Bölüm 35
Büyük Babil’in İnfaza Gidişi
1. Melek kırmızı canavarı nasıl tarif etti; Vahiy’deki simgeleri anlamak için ne tür bir hikmet gerekir?
MELEK Vahiy 17:3’teki kırmızı canavarı anlatmayı sürdürürken Yuhanna’ya şunları söyledi: “Kendisinde hikmet olan anlayış bundadır. Yedi baş, kadının üzerlerinde oturduğu yedi dağ, ve yedi kıraldır; beşi düştü, biri vardır, ötekisi daha gelmedi; ve geldiği zaman, onun biraz vakit kalması gerektir.” (Vahiy 17:9, 10) Melek burada, Vahiy’deki simgelerle ilgili anlayış verebilen tek hikmeti, yani yukarıdan olan hikmeti bildiriyor. (Yakub 3:17) Bu hikmet Yuhanna sınıfı ve arkadaşlarını yaşadığımız günlerin ciddiyeti konusunda aydınlatır. Tanrı’ya vakfolmuş yüreklerde, Yehova’nın şimdi gerçekleşmek üzere olan hükümleriyle ilgili takdir geliştirir ve Yehova’ya karşı sağlıklı bir korku aşılar. Süleymanın Meselleri 9:10’un belirttiği gibi: “RAB korkusu hikmetin başlangıcıdır; ve Kuddûsu tanımak, anlayıştır.” Tanrısal hikmet bize canavar hakkında neler açıklıyor?

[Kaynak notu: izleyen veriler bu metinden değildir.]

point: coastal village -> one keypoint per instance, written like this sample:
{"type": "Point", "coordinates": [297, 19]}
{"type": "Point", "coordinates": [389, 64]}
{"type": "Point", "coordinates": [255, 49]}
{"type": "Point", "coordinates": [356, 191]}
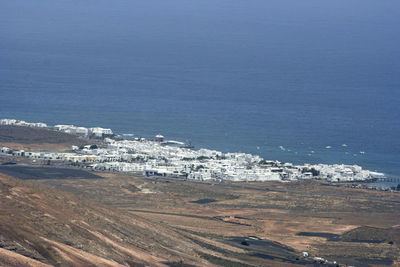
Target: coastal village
{"type": "Point", "coordinates": [166, 158]}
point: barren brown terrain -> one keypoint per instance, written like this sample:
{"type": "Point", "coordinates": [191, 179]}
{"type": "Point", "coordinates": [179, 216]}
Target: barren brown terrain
{"type": "Point", "coordinates": [50, 216]}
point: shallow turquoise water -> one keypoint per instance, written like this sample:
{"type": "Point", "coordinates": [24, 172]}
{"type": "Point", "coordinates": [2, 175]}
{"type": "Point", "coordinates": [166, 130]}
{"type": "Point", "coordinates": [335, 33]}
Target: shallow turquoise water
{"type": "Point", "coordinates": [246, 76]}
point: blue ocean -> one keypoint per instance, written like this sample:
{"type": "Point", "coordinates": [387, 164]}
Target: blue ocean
{"type": "Point", "coordinates": [297, 81]}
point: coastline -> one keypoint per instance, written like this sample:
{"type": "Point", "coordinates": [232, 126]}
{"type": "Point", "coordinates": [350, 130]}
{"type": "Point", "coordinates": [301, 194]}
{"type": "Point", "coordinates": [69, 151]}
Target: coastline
{"type": "Point", "coordinates": [168, 158]}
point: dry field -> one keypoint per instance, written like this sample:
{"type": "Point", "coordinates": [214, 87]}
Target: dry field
{"type": "Point", "coordinates": [69, 217]}
{"type": "Point", "coordinates": [133, 220]}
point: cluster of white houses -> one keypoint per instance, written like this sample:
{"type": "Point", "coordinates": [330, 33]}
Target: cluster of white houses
{"type": "Point", "coordinates": [159, 158]}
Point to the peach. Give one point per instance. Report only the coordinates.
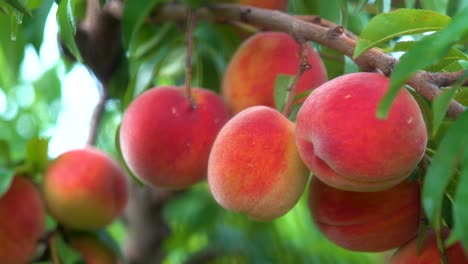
(343, 143)
(268, 4)
(428, 254)
(366, 221)
(85, 189)
(250, 76)
(254, 167)
(166, 140)
(93, 250)
(22, 222)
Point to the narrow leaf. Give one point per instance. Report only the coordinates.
(386, 26)
(443, 164)
(6, 176)
(67, 26)
(460, 214)
(135, 12)
(282, 83)
(432, 48)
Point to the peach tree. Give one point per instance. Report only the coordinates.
(236, 131)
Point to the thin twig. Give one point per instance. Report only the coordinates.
(304, 66)
(188, 59)
(97, 117)
(372, 60)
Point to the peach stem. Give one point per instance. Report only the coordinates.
(303, 66)
(188, 60)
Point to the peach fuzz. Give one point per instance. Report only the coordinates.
(254, 167)
(166, 140)
(22, 222)
(268, 4)
(250, 76)
(429, 254)
(85, 189)
(343, 143)
(366, 221)
(92, 250)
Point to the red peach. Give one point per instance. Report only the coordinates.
(85, 189)
(366, 221)
(254, 167)
(428, 254)
(22, 222)
(250, 75)
(166, 140)
(93, 250)
(343, 143)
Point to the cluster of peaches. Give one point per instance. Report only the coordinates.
(257, 161)
(84, 190)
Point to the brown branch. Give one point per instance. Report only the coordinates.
(427, 84)
(303, 67)
(188, 58)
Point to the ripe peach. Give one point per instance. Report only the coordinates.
(254, 167)
(93, 250)
(250, 76)
(165, 140)
(343, 143)
(429, 254)
(22, 222)
(269, 4)
(85, 189)
(366, 221)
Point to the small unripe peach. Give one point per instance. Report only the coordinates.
(366, 221)
(166, 138)
(22, 222)
(254, 167)
(250, 76)
(85, 189)
(343, 143)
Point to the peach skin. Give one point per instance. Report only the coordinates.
(343, 143)
(254, 167)
(166, 140)
(366, 221)
(250, 76)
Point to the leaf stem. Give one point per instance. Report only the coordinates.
(304, 66)
(188, 59)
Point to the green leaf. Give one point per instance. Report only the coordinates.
(432, 48)
(20, 6)
(37, 154)
(282, 84)
(6, 177)
(135, 13)
(441, 104)
(460, 214)
(443, 165)
(462, 96)
(67, 26)
(384, 27)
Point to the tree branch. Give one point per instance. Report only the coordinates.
(309, 28)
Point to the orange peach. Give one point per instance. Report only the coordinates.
(85, 189)
(254, 167)
(250, 76)
(22, 222)
(343, 143)
(93, 250)
(429, 254)
(166, 140)
(366, 221)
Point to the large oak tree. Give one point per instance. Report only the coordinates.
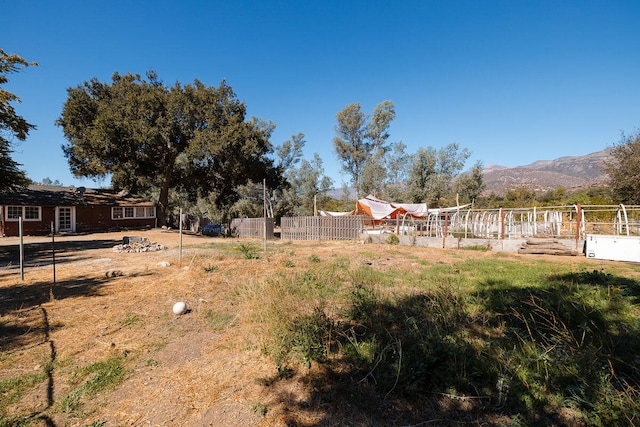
(12, 126)
(150, 137)
(362, 140)
(623, 169)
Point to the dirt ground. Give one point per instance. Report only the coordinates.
(182, 370)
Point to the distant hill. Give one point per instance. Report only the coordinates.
(571, 172)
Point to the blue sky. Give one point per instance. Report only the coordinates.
(513, 81)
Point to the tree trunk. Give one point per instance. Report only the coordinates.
(163, 200)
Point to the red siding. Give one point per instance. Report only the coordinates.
(88, 218)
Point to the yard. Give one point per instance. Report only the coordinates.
(283, 338)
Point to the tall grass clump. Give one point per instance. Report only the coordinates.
(574, 342)
(91, 380)
(518, 343)
(292, 315)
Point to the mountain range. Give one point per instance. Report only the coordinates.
(571, 172)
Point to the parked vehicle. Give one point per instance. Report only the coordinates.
(212, 229)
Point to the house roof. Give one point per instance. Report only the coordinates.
(48, 195)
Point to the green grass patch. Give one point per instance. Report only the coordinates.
(535, 343)
(216, 321)
(91, 380)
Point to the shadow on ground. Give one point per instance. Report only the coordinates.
(41, 254)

2. Kırmızı canavarın yedi başının anlamı nedir ve “beşi düştü, biri vardır” sözleri nasıl açıklanabilir?
2 Bu yırtıcı canavarın yedi başı yedi “dağ” ya da yedi “kıraldır.” Kutsal Yazılarda her iki terim de yönetici güçleri belirtmek üzere kullanılır. (Yeremya 51:24, 25; Daniel 2:34, 35, 44, 45) Mukaddes Kitapta Tanrı’nın kavmiyle ilgili meselelerde etkisi olan altı dünya kudretinden söz edilir: Mısır, Asur, Babil, Med-Pers, Yunan ve Roma. Yuhanna Vahiy’i aldığında bunlardan beşi gelmiş geçmişti; fakat Roma hâlâ güçlü bir dünya kudretiydi. Bu durum “beşi düştü, biri vardır” sözleriyle tam bir uyum içindedir. Fakat gelecek olan “ötekisi” hakkında ne denebilir?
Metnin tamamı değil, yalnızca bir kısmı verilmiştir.